An Amazon spokesman told CNBC that the company has “a zero tolerance policy for counterfeit products. We have proactive measures in place to prevent counterfeit products from being listed and continuously monitor our store. If we identify an issue, we act quickly to protect customers and brands, including removing counterfeit listings and blocking accounts, and collaborating with brands and law enforcement to protect our customers from bad actors attempting to abuse our store.”

The complaint was filed on behalf of Roche Diabetes Care Inc., Roche Diabetes Care GmbH and Hoffmann-La Roche Inc, by attorneys with the New York-based law firm Patterson Belknap Webb & Tyler.

The defendants are JMD Enterprises doing business as DKY Store USA, JMD Enterprises founder and owner Dileep Kumar Yadav, JMD International, JMD International owner and founder Abhishek Jain, Medical Hub_USA Store, Medical Hub_USA owner Ratnakar Sharma, Authentic Indian Store and Authentic Indian Store owner Atikur Rahman.

CNBC contacted the defendants for comment, but has not yet received responses.

A spokesperson for Roche told CNBC that the company does not comment on ongoing lawsuits.

Counterfeit medical devices

Roche’s Accu-Chek diabetes care medical devices, used by millions of patients, include Accu-Chek glucometers, blood glucose test strips and lancets.

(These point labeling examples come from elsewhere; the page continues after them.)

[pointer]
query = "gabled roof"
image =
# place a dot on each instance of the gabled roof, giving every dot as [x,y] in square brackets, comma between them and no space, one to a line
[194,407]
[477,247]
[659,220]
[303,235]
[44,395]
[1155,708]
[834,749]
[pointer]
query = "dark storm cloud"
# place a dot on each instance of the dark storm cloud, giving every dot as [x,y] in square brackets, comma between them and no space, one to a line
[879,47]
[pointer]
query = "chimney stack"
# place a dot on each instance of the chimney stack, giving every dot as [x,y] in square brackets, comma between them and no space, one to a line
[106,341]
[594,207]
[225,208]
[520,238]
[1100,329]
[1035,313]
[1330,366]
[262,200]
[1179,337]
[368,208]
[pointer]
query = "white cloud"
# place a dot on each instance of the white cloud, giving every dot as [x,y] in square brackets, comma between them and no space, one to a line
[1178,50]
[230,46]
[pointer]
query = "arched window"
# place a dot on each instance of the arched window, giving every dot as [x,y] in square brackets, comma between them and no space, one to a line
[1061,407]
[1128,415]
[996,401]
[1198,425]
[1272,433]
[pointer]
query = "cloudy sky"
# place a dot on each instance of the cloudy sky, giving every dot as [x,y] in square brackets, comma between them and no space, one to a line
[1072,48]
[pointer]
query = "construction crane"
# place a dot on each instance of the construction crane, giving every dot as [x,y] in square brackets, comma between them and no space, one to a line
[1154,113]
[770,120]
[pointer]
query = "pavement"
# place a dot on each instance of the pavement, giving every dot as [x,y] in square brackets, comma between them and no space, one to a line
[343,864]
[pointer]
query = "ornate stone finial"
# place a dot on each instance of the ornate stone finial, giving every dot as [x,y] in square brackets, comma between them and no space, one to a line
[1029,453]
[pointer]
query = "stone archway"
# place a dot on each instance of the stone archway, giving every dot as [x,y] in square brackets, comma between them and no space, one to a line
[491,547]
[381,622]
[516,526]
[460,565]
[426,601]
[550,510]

The company’s blood glucose test strips and lancets can be purchased with or without a prescription at pharmacies and online marketplaces, including Amazon.

The lancets are specialized disposable needles used to draw blood for testing.

The packaging on the counterfeit devices at the center of the lawsuit includes a misspelling of the name of the product as well as fake serial numbers and expiration dates, according to the complaint.

The company launched an investigation into the counterfeits in late March when a whistleblower reached out with information, according to the complaint. Its investigators then purchased the products from the three Amazon stores listed in the complaint, the lawsuit said.

As recently as May, a customer left a negative review on Amazon’s platform, complaining that he had ordered test strips from the DKY Store but received a different product. In March, a different customer said the lancets she purchased from DKY were fake.

Roche did not specify how long the counterfeit items were being sold on Amazon, or how many ultimately made it to customers.

The issue of potentially dangerous glucose test strips emerged in 2019 when the Food and Drug Administration warned against using test strips from a previous owner or ones not authorized for sale in the U.S. At the time, the FDA said faulty test strips were being sold via online marketplaces and individual sellers.

In 2011, Johnson & Johnson said it found counterfeit versions of its glucose test strips in India.

CNBC in March reported findings of an investigation into stolen items sold on Amazon’s marketplace via organized retail crime rings. The report centered on millions of dollars of items stolen from Ulta Beauty that were being sold for more than a decade on the platform.

And in 2023, a CNBC investigation revealed how counterfeiters illegally alter prescription medications, which are then funneled into a gray market supply chain for resale to pharmacies and ultimately to patients.